Hoad and Zobel term documents that originate from the same source, whether versions or plagiarisms, co-derivatives. Identification of co-derivatives is normally by a technique called fingerprinting, which uses  hashing to generate surrogates in the form of integer strings derived from substrings of text, for comparison purposes, or by ranking using a similarity measure as in information retrieval. Hoad and Zobel derive several variants of what they term an identity measure, where documents with similar numbers of occurrences of words benefit and those with dissimilar numbers are penalized, for use in a ranking technique. They then review fingerprinting strategies, and characterize them by the substring size utilized, i.e. granularity, character of the hashing function, the size of the document fingerprint, i.e. resolution, and the substring selection strategy.   In their experiments highest false match, HFM,  the highest percentage score given an incorrect result, and separation, the difference between the lowest correct result and HFM were the measures utilized in two collections, one of 3,300 documents, and the other of 80,000 with 53 query documents. The new identity measure demonstrates  superior performance  to the alternatives. Only one fingerprinting strategy was able to identify all human identified similar documents, the anchor strategy. The key parameter in fingerprinting appears to be granularity, with three to five words producing the best results. 











Individual Differences in Exploration Using Desktop VR
David Modjeska, Mark Chignell
Published Online: 8 Jan 2003

Modjeska and Chignell attempt to determine whether virtual reality desk  top environments have adverse effects on people with low spatial ability and difficulty in learning information structures. Both three dimensional visualization and representation by a series of 2 dimensional birds-eye snapshots were tested using the CityScape algorithm and VRML files viewed with a CosmoPlayer browser plug-in on twenty student subjects with web browsing experience. Subjects were divided by their scores on the Minnesota Paper Form Board test for spatial ability, the number of trials they attempted, their score on a local structure test, and their self reported sense of presence, ease of use, efficiency, and enjoyment. Navigational logs provided distance traveled as a percent of virtual world radius, average circle of proximity to target, and number of exits from the correct zone of proximity. Presence, ease of use, and efficiency correlate with enjoyment, and the objective measures correlate with each other but not the subjective measures. Perceived efficiency correlated with number of errors.  A factor analysis produced an objective measure factor which was affected by both level of spatial ability and by world design, and a subjective measure factor which was not so affected. Structural learning ability, as measured by ability to retain a hierarchical information structure after browsing it, significantly effected performance but no performance advantage could be shown for either visualization scheme. 

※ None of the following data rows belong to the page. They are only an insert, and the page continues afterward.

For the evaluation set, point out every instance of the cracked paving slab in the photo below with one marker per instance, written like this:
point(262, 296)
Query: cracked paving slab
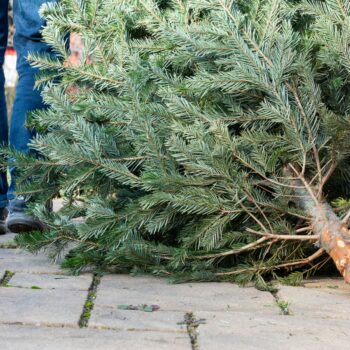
point(33, 338)
point(227, 331)
point(61, 306)
point(174, 301)
point(321, 303)
point(17, 260)
point(46, 281)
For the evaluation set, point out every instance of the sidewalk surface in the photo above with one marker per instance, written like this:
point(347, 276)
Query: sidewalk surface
point(41, 307)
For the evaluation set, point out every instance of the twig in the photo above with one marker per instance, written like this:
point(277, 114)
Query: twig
point(285, 237)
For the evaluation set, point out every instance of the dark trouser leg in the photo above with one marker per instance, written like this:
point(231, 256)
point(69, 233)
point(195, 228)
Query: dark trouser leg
point(3, 110)
point(27, 40)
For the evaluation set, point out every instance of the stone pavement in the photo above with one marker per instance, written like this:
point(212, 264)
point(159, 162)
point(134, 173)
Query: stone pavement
point(43, 308)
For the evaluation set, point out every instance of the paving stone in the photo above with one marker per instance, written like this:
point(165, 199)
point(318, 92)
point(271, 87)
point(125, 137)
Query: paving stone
point(34, 338)
point(328, 283)
point(122, 289)
point(42, 306)
point(317, 303)
point(44, 281)
point(19, 261)
point(247, 331)
point(165, 321)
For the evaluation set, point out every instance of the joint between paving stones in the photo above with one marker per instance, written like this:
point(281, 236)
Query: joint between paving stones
point(89, 303)
point(6, 278)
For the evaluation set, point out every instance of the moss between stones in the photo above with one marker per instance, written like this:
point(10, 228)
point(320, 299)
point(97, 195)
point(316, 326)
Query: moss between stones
point(89, 303)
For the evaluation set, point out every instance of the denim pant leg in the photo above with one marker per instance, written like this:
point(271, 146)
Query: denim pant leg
point(3, 110)
point(27, 40)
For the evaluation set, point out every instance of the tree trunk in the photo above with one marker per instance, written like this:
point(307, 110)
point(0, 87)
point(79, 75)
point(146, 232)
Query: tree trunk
point(334, 234)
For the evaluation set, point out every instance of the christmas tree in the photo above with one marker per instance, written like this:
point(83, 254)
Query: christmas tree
point(204, 140)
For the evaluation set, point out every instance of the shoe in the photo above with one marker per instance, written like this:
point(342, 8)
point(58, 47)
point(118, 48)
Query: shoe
point(3, 216)
point(19, 222)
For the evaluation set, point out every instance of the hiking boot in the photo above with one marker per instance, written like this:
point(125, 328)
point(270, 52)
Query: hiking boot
point(18, 221)
point(3, 216)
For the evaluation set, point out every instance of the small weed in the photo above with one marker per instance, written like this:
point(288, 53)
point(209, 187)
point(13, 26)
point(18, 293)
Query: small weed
point(284, 306)
point(4, 282)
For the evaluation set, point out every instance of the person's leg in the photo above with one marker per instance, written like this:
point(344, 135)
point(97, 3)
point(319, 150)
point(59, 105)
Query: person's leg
point(27, 40)
point(3, 110)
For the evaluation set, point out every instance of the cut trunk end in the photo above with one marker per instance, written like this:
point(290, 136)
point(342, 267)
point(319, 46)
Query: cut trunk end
point(335, 239)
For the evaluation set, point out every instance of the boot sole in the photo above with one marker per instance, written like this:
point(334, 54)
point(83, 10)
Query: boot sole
point(21, 226)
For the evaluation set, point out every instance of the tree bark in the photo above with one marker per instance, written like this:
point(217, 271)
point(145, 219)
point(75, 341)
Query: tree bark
point(334, 235)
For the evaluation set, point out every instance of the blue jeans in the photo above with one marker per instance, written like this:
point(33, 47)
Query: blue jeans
point(27, 40)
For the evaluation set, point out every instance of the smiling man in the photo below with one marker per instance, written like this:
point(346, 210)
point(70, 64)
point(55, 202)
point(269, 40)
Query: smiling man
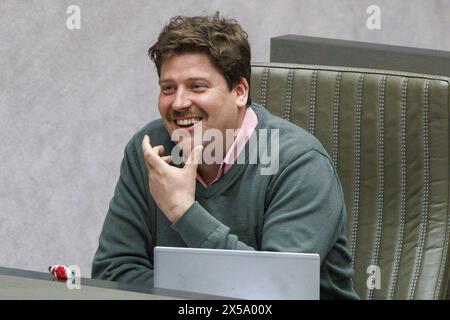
point(203, 64)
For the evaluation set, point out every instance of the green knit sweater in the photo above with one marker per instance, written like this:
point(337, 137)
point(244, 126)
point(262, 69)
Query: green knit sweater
point(300, 208)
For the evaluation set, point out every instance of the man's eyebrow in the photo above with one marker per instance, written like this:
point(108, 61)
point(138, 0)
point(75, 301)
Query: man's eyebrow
point(162, 81)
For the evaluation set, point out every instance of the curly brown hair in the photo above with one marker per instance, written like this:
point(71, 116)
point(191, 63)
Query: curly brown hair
point(223, 40)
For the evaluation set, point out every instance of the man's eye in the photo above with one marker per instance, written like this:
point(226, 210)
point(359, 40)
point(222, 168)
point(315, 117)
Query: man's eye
point(167, 89)
point(198, 86)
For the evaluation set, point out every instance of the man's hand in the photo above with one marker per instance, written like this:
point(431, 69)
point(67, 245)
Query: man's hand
point(172, 188)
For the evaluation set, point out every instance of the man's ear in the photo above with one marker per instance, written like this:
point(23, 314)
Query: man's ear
point(242, 90)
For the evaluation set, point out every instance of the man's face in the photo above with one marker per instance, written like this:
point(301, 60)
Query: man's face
point(194, 94)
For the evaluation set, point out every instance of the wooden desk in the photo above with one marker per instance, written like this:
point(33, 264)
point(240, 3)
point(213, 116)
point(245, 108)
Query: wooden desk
point(31, 285)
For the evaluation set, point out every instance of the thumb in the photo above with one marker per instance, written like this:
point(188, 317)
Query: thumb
point(195, 158)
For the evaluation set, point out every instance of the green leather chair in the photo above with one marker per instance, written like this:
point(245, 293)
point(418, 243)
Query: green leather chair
point(388, 135)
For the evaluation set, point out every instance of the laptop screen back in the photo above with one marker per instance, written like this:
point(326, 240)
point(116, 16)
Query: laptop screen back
point(237, 273)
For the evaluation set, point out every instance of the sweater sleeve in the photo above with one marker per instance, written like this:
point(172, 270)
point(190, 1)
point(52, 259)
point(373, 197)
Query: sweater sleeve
point(124, 252)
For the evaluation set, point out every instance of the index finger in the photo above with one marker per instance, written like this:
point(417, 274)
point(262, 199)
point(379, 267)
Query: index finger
point(150, 156)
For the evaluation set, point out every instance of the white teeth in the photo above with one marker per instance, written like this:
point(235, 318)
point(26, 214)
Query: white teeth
point(186, 122)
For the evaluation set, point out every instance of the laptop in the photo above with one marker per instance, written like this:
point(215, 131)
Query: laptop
point(238, 273)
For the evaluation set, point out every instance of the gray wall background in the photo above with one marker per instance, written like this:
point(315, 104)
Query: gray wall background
point(71, 99)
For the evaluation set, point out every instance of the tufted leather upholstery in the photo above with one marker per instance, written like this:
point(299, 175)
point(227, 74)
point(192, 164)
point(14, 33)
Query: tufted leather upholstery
point(388, 135)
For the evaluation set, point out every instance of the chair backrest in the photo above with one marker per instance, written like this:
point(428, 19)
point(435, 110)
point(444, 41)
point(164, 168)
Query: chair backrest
point(388, 135)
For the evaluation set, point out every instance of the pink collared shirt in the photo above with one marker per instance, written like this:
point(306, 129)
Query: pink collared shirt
point(248, 126)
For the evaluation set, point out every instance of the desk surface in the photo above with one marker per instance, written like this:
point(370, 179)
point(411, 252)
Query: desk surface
point(24, 284)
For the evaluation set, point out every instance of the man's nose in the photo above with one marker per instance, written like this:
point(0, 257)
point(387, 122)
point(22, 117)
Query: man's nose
point(182, 100)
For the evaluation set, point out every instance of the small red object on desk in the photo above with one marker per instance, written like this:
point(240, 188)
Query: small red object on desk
point(60, 271)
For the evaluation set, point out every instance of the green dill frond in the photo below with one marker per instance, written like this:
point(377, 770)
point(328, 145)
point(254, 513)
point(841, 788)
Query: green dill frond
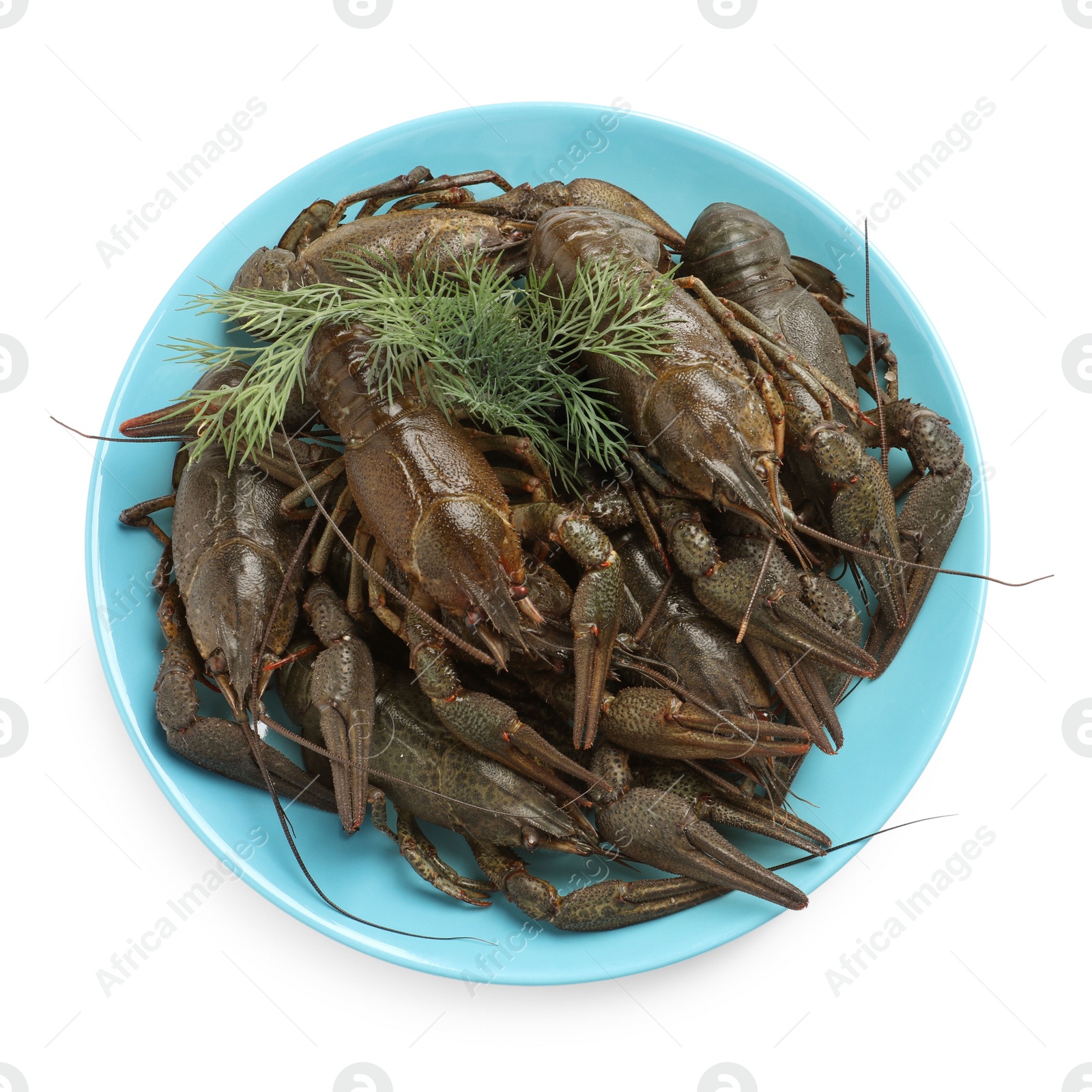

Multimodal Geographic Information Systems: Adding Haptic and Auditory Display
Wooseob Jeong, Myke Gluck
Published Online: 8 Jan 2003

Jeong and Gluck test the efficacy of haptic perception as realized by vibro-tactile stimulation along with auditory stimulus while transferring choroplethic information (showing different magnitudes of variables at locations)  from maps in a geographical information system to 51 useable subjects. User performance is measured by task completion times for 36 tasks, and user satisfaction by asking users for their assessments of the various modalities. The mode of the trial, (haptic, auditory, or combined), the presence or absence of a map legend, the classed or un-classed nature of the map, and the task (identifying the highest or middle value of a set of data) constituted the independent variables.  Participants were asked to identify the number of dogs, cats, male nurses, et cetera, shown on 9 state maps. The force feedback mouse provides a vibration proportional to the level of data for that location and a sound is played in one of nine different volume settings. Haptic displays produced faster and more accurate performance than auditory or combined displays although the participants expressed preference for the combined display.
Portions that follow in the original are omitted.